Hello, i’m currently profiling a Julia deep learning project, mainly executed on the GPU. Using nvprof i get following profiling result:
==7880== Profiling result:
Type Time(%) Time Calls Avg Min Max Name
GPU activities: 44.95% 674.56ms 200000 3.3720us 2.6560us 13.408us julia_getindex_kernel_6568(CuKernelContext, CuDeviceArray<Float32, int=1, int=1>, CuDeviceArray<Float32, int=2, int=1>, Tuple<Int64, CuDeviceArray<Float32, int=2, int=1>>, Slice<OneTo<CuDeviceArray<Float32, int=2, int=1>>>, CuDeviceArray<Float32, int=2, int=1>)
30.07% 451.22ms 300011 1.5040us 1.3440us 10.848us [CUDA memcpy DtoH]
22.75% 341.41ms 100000 3.4140us 2.6560us 8.1270us julia_getindex_kernel_6263(CuKernelContext, CuDeviceArray<Float64, int=1, int=1>, CuDeviceArray<Float64, int=2, int=1>, Tuple<Int64, CuDeviceArray<Float64, int=2, int=1>>, Slice<OneTo<CuDeviceArray<Float64, int=2, int=1>>>, CuDeviceArray<Float64, int=2, int=1>)
1.85% 27.809ms 1000 27.808us 22.048us 32.896us julia_kernel_test_brain_step_5260(CuDeviceArray<Float32, int=2, int=1>, CuDeviceArray<Float64, int=2, int=1>, GatedRecurrentUnitNN<CuDeviceArray<Float32, int=3, int=1>, CuDeviceArray<Float32, int=3, int=1>, CuDeviceArray<Float32, int=2, int=1>, CuDeviceArray<Float32, int=3, int=1>, CuDeviceArray<Float32, int=2, int=1>>)

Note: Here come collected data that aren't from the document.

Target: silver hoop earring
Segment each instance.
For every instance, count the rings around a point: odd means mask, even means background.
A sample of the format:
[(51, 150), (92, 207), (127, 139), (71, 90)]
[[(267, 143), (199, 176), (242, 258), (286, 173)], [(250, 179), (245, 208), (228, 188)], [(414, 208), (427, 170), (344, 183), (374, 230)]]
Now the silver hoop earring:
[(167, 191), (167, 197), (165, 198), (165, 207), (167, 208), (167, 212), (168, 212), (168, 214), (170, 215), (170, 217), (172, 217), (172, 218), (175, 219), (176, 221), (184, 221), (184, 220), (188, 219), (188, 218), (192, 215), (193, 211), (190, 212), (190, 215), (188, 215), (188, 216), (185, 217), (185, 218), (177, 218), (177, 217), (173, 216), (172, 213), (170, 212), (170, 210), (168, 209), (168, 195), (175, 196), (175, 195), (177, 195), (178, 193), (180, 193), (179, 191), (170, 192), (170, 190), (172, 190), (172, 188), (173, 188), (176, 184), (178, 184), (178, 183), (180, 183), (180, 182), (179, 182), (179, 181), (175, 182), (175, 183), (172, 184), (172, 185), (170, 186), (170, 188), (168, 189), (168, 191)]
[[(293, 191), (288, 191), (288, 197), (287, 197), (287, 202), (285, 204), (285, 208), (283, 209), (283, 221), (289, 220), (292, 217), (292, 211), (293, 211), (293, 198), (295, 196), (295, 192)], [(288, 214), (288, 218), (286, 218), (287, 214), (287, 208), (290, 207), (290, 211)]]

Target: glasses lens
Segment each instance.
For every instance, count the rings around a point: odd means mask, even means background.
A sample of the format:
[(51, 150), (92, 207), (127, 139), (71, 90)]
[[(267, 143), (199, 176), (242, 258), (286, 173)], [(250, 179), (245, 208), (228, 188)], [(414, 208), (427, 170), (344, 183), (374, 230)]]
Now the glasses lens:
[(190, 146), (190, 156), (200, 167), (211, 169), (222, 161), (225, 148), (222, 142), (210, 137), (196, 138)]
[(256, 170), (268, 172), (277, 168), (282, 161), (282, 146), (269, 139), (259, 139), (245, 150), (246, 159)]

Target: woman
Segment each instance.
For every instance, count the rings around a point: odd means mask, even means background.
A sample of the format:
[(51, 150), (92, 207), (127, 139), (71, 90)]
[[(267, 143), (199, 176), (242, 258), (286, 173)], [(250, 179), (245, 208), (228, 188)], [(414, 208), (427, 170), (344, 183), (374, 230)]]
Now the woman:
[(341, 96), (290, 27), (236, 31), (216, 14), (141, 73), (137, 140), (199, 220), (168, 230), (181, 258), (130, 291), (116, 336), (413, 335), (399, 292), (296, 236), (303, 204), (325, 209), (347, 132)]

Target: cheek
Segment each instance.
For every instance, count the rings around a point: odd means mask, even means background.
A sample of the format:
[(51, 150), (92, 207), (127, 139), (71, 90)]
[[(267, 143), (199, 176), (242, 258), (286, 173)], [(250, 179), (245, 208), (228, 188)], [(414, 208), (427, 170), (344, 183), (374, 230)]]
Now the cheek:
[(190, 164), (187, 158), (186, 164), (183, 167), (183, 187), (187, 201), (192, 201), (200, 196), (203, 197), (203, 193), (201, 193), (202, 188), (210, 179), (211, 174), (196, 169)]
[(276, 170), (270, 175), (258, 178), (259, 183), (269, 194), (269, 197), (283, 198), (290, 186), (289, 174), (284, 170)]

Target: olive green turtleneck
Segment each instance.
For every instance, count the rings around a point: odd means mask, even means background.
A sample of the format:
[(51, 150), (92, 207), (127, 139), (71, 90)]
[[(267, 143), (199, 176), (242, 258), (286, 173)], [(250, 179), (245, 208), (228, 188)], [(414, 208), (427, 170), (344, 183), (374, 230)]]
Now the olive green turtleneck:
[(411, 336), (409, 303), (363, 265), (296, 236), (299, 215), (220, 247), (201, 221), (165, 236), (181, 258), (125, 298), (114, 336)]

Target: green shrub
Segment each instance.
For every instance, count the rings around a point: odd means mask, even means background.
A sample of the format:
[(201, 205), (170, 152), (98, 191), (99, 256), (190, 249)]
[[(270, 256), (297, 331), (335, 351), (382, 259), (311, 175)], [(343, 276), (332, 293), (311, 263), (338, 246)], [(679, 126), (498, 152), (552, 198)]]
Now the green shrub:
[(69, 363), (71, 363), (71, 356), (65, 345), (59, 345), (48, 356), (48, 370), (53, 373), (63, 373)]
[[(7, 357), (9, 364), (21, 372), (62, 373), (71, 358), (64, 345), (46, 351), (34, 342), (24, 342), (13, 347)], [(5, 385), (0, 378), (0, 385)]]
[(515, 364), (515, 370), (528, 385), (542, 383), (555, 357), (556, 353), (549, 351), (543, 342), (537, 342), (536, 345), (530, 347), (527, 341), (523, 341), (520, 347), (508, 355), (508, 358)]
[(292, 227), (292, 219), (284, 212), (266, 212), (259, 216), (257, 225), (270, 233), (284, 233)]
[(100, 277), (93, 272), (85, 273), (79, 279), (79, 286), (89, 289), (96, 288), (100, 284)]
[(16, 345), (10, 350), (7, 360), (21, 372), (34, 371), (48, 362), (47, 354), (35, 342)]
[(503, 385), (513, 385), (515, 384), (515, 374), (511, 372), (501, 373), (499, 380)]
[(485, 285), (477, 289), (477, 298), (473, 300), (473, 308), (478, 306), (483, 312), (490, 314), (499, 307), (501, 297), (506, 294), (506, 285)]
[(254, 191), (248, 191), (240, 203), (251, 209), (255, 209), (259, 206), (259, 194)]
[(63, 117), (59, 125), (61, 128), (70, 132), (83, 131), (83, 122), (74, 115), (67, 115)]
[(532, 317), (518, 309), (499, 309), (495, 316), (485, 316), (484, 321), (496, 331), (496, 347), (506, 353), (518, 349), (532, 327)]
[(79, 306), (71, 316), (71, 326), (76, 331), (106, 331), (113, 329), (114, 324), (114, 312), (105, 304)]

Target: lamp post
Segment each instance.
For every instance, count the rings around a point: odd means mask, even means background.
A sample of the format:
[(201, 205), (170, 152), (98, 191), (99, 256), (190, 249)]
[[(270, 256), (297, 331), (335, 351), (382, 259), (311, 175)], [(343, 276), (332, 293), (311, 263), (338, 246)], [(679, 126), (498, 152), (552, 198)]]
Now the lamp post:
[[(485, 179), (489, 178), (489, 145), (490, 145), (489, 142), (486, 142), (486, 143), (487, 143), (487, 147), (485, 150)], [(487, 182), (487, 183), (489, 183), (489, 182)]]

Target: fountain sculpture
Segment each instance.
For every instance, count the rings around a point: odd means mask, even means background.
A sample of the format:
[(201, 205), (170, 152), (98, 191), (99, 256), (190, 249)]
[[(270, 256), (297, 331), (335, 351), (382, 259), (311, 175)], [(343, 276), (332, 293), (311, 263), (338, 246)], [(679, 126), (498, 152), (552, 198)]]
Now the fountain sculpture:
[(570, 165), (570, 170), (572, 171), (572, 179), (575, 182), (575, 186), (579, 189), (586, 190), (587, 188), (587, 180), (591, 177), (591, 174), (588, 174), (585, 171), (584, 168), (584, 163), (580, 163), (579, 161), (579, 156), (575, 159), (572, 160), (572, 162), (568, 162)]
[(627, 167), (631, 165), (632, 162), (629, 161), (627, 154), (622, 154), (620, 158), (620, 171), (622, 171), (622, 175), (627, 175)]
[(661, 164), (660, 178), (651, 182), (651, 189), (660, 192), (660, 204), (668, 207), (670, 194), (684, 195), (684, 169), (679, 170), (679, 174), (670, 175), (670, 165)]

0.37% 5.5779ms 2001 2.7870us 2.2070us 81.407us [CUDA memcpy HtoD]
0.00% 57.248us 1 57.248us 57.248us 57.248us julia_kernel_test_brain_initialize_2989(CuDeviceArray<Float64, int=2, int=1>, GatedRecurrentUnitNN<CuDeviceArray<Float32, int=3, int=1>, CuDeviceArray<GatedRecurrentUnitNN, int=3, int=1>, CuDeviceArray<GatedRecurrentUnitNN, int=2, int=1>, CuDeviceArray<GatedRecurrentUnitNN, int=3, int=1>, CuDeviceArray<GatedRecurrentUnitNN, int=2, int=1>>)
0.00% 26.143us 12 2.1780us 1.1200us 4.1920us [CUDA memset]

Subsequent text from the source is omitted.